En el andén que tira hacia Diagonal, como muchos otros barceloneses y transeúntes, es donde me topé con el hombre del metro

Como cualquier capital pionera del mundo, Barcelona anticipó la llegada del metro a través de líneas de ferrocarril urbano; el año en el que Londres inauguraba su metro (1863), nosotros estrenábamos la línea del Ferrocarril de Sarrià, con inicio en Plaça de Catalunya, que atravesaba por Balmes a la vista del ciudadano común, configurando una modernidad espléndida. Curiosamente, los primeros túneles barceloneses se diseñaron antes de que existiera el metro; los capitalinos tenemos la gracia de la previsión y, durante la construcción de la Via Laietana, alrededor de 1908, nuestros ingenieros diseñaron ahí un corredor subterráneo, en previsión de una futura línea que no llegaría hasta lustros después. La primera línea de nuestro metro —el Gran Metropolitano, la actual línea verde— la inventó el insigne Santiago Rubió y Tudurí, quien conectó La Rambla con la Plaza de Lesseps mediante cuatro estaciones que recorrían la temeridad de tres kilómetros.

Todo esto que cuento son batallitas de nuestra historia más remota, pero lo importante del caso es que el Ayuntamiento de la ciudad ha decidido celebrar el centenario del metro como toca y que, más allá del hecho conmemorativo a nivel histórico, debe recordarse que la vida del subsuelo conforma una parte importantísima del espíritu de una ciudad.

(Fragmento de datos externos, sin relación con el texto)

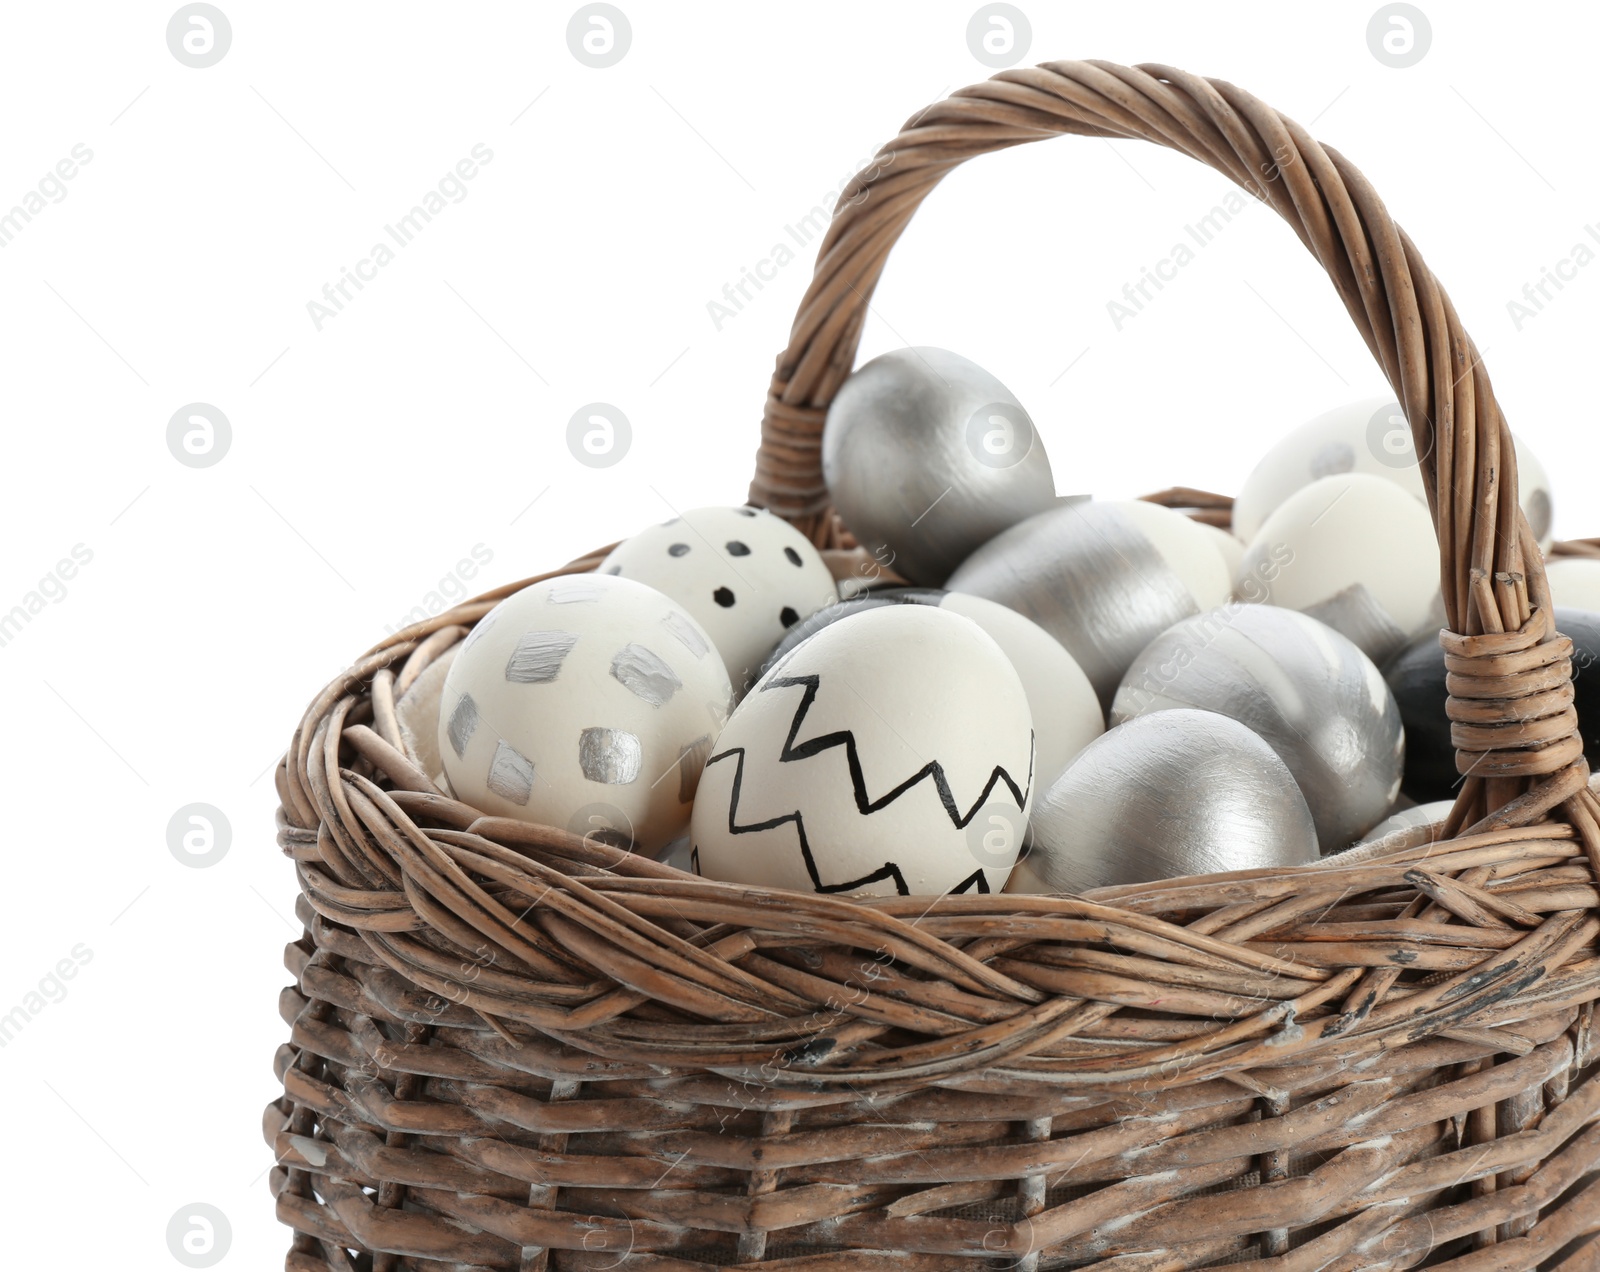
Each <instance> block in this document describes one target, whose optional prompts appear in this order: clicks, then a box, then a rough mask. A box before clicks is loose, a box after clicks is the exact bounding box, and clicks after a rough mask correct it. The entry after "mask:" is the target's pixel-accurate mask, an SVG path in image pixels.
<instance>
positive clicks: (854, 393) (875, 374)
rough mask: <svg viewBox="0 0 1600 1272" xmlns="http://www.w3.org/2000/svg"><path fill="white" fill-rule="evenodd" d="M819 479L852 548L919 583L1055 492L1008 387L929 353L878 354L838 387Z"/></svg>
mask: <svg viewBox="0 0 1600 1272" xmlns="http://www.w3.org/2000/svg"><path fill="white" fill-rule="evenodd" d="M822 477H824V480H826V482H827V490H829V493H830V494H832V496H834V507H837V509H838V515H840V517H843V520H845V525H848V526H850V530H851V531H853V533H854V536H856V539H859V541H861V544H862V546H864V547H866V549H867V550H869V552H870V554H872V555H874V557H875V558H877V560H880V562H883V563H888V565H893V568H894V571H896V573H899V574H901V576H902V578H906V579H909V581H910V582H918V584H926V586H938V584H941V582H944V579H946V578H947V576H949V573H950V571H952V570H954V568H955V566H957V565H960V563H962V560H965V558H966V555H968V554H971V552H973V549H976V547H978V546H979V544H982V542H986V541H989V539H992V538H994V536H995V534H998V533H1000V531H1002V530H1005V528H1006V526H1010V525H1014V523H1016V522H1021V520H1022V518H1024V517H1030V515H1034V514H1035V512H1040V510H1042V509H1045V507H1048V506H1050V502H1051V501H1053V499H1054V494H1056V482H1054V477H1051V474H1050V458H1048V456H1046V454H1045V445H1043V442H1042V440H1040V438H1038V435H1037V432H1035V429H1034V422H1032V421H1030V419H1029V416H1027V411H1024V410H1022V405H1021V403H1019V402H1018V400H1016V397H1014V395H1013V394H1011V390H1010V389H1006V387H1005V386H1003V384H1002V382H1000V381H998V379H995V378H994V376H992V374H989V373H987V371H986V370H984V368H982V366H979V365H978V363H974V362H968V360H966V358H963V357H962V355H958V354H952V352H949V350H947V349H933V347H918V349H896V350H894V352H891V354H883V355H880V357H875V358H872V360H870V362H867V363H862V365H861V366H858V368H856V371H854V374H851V376H850V379H846V381H845V382H843V386H840V389H838V394H837V397H835V398H834V405H832V406H830V408H829V411H827V424H826V426H824V429H822Z"/></svg>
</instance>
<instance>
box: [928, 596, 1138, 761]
mask: <svg viewBox="0 0 1600 1272" xmlns="http://www.w3.org/2000/svg"><path fill="white" fill-rule="evenodd" d="M939 608H941V610H949V611H950V613H955V614H960V616H962V618H970V619H971V621H973V622H976V624H978V626H979V627H982V629H984V630H986V632H989V635H992V637H994V640H995V645H998V646H1000V650H1002V651H1003V653H1005V656H1006V658H1008V659H1010V662H1011V666H1013V667H1014V669H1016V674H1018V677H1021V680H1022V690H1024V691H1026V693H1027V706H1029V712H1030V714H1032V717H1034V733H1035V741H1034V744H1035V750H1037V757H1035V760H1034V771H1035V774H1037V784H1038V787H1040V789H1043V787H1046V786H1050V782H1053V781H1054V779H1056V774H1058V773H1061V770H1062V768H1066V766H1067V763H1069V762H1070V760H1072V757H1074V755H1077V754H1078V752H1080V750H1083V747H1086V746H1088V744H1090V742H1093V741H1094V739H1096V738H1099V736H1101V734H1102V733H1104V731H1106V717H1104V714H1102V712H1101V704H1099V698H1096V694H1094V686H1093V685H1091V683H1090V678H1088V677H1086V675H1085V674H1083V669H1082V667H1080V666H1078V664H1077V659H1074V658H1072V654H1069V653H1067V651H1066V646H1062V643H1061V642H1059V640H1056V638H1054V637H1053V635H1051V634H1050V632H1046V630H1045V629H1043V627H1040V626H1038V624H1037V622H1034V621H1032V619H1027V618H1022V616H1021V614H1019V613H1016V610H1006V608H1005V606H1003V605H997V603H995V602H992V600H984V598H982V597H970V595H966V594H965V592H946V594H944V597H941V598H939Z"/></svg>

En el metro ocurren cosas, desde la seducción de una mirada a robos urdidos con la máxima discreción y actuaciones musicales (generalmente, de pésima calidad). El metro crea patrimonio cultural y nuestras autoridades han obrado santísimamente decorando la estación de Passeig de Gràcia, incrustando anuncios centenarios que, a nivel pictórico, son una auténtica delicia. Ésta será siempre mi estación predilecta, no sólo porque conforme el cráter más candente del Eixample, sino porque en el andén que tira hacia Diagonal, como muchos otros barceloneses y transeúntes, es donde me topé con el hombre del metro.

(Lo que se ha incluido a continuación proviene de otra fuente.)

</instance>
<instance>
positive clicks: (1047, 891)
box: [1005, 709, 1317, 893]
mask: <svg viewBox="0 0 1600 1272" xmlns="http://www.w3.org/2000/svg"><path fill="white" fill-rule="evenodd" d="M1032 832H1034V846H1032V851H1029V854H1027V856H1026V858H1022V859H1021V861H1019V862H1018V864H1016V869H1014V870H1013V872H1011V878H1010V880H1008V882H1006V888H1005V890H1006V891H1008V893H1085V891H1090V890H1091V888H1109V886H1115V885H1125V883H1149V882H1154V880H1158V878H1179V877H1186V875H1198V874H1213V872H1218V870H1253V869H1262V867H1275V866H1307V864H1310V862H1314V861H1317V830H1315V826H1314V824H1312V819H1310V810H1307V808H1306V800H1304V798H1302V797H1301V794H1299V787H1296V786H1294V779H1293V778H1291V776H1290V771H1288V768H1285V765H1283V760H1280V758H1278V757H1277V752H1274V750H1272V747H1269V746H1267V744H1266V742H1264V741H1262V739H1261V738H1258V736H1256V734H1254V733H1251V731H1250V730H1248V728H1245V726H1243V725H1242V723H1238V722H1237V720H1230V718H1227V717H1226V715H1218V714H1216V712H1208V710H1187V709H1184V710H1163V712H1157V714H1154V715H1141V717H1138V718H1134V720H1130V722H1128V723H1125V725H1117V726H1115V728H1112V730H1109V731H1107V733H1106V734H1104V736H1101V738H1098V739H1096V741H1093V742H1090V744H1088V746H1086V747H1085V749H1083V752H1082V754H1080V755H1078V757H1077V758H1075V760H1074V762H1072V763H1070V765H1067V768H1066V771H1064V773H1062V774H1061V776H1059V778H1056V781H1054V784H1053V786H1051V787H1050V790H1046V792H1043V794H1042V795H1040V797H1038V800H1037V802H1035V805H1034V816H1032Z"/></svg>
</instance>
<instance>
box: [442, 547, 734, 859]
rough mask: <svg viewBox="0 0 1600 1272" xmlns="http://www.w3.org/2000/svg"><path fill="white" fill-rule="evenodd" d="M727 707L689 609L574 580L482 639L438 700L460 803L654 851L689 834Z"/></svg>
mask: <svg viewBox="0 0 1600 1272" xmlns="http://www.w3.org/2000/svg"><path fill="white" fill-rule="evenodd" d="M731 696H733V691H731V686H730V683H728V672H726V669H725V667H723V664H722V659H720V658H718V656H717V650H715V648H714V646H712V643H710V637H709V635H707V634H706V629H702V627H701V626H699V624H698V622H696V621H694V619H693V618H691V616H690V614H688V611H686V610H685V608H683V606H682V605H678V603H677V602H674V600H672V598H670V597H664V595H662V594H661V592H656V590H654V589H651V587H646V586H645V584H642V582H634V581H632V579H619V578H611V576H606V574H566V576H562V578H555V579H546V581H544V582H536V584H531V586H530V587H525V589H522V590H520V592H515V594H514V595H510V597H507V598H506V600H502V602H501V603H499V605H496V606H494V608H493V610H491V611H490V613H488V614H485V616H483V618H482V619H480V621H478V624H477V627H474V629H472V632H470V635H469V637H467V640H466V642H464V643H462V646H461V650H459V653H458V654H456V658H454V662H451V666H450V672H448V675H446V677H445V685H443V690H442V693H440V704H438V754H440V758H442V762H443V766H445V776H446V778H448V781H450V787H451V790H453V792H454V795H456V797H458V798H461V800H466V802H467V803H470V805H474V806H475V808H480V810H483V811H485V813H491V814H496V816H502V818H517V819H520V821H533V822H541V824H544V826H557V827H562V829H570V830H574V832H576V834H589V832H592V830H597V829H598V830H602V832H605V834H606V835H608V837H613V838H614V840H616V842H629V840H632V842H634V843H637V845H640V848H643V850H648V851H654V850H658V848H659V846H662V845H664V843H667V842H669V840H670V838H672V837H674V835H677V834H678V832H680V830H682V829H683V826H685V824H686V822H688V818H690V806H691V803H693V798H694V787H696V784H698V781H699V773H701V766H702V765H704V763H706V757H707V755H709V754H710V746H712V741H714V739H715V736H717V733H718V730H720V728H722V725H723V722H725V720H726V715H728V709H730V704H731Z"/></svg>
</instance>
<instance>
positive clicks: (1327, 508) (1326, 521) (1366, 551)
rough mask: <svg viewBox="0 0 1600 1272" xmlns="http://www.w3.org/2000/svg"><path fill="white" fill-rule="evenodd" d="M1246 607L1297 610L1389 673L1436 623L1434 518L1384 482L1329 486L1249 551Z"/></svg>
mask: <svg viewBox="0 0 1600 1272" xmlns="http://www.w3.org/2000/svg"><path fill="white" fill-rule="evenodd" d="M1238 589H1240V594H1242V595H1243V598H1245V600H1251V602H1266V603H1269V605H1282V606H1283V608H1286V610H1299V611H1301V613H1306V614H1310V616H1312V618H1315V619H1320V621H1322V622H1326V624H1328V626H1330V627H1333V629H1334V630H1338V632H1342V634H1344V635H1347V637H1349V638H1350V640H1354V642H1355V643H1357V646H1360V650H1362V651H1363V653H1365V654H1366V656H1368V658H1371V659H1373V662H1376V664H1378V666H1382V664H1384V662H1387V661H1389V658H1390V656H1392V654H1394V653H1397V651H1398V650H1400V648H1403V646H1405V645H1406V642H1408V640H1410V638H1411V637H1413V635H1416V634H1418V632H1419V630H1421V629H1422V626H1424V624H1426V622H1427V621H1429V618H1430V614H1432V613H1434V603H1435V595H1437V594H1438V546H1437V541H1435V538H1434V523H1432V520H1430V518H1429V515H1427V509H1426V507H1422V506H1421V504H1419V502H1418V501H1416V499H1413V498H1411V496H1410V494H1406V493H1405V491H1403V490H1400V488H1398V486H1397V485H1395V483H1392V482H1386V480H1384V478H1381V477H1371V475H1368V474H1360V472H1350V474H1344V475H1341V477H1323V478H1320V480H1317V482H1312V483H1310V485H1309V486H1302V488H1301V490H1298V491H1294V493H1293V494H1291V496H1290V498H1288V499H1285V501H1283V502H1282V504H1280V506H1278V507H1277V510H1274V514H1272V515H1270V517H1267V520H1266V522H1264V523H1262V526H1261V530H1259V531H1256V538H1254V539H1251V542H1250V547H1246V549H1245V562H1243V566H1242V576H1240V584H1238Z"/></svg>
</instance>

Habrá decenas de lectores que compartirán mi experiencia y oyeron cantar a Julibert durante muchos años en Passeig de Gràcia

El hombre del metro era un señor de altura catedralicia, vestido bastante decentemente pero con la ropa notoriamente desgarbada, que recibía a los pasajeros de la verde cantando algo parecido a ópera a grito pelado. Se paseaba compulsiva y quijotescamente por el final de la estación, yendo arriba y abajo, entonando fragmentos de melodías inconexas que a menudo coronaba con un falsete estentóreo. Decían las malas lenguas que el hombre del metro podía pasarse hasta ocho horas cantando en el subterráneo y por eso —si entrabas en la estación por la noche— veías lo exhausto que estaba. La mayoría de la gente, al ver el espectáculo, siempre se choteaba del pobre ser, pero a mí siempre me provocó una gran ternura. A menudo (aunque apenas intercambié cuatro palabras con él), me unía a su canto y parecía feliz. De todo esto hará algo así como diez años, cuando desapareció de repente.

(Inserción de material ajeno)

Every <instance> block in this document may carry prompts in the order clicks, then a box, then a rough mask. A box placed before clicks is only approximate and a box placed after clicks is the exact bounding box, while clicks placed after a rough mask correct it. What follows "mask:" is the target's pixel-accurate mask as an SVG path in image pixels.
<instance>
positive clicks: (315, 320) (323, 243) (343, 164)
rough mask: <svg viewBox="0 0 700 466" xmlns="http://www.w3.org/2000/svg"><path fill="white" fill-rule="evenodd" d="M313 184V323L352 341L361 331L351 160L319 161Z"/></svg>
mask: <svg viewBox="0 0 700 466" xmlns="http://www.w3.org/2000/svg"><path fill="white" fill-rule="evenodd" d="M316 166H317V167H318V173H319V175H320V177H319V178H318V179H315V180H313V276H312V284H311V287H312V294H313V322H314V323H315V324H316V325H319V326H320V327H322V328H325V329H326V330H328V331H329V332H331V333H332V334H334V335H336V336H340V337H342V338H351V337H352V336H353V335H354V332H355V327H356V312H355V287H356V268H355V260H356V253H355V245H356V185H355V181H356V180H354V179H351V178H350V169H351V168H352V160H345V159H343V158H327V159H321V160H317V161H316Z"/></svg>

Tiempo después, gracias a la película L’home del metro del estimable documentalista Joan Vall Karsunke, supe que el hombre del metro se llamaba Ramón Julibert. Estoy seguro de que habrá decenas de lectores que compartirán mi experiencia y oyeron cantar a Julibert durante muchos años en Passeig de Gràcia. Les recomiendo muchísimo este filme, del que no haré spoilers porque Julibert no sólo es todo un personaje de la Barcelona friki que tanto echamos de menos, sino un actor medio loco que —ahora que la academia de los yanquis está muy woke en sus nominaciones— merecería ganar un Oscar. Pueden pasar los años e incluso los lustres que, cuando entro a la estación de Passeig de Gràcia, el tímpano todavía me devuelve la voz de Julibert y su gestualidad única, dirigiéndose a sí mismo con un bolígrafo y estirando el brazo hacia el infinito. Cada uno tiene su historia de subsuelo; haría falta que este centenario, insisto, se centrara también en esta memoria colectiva.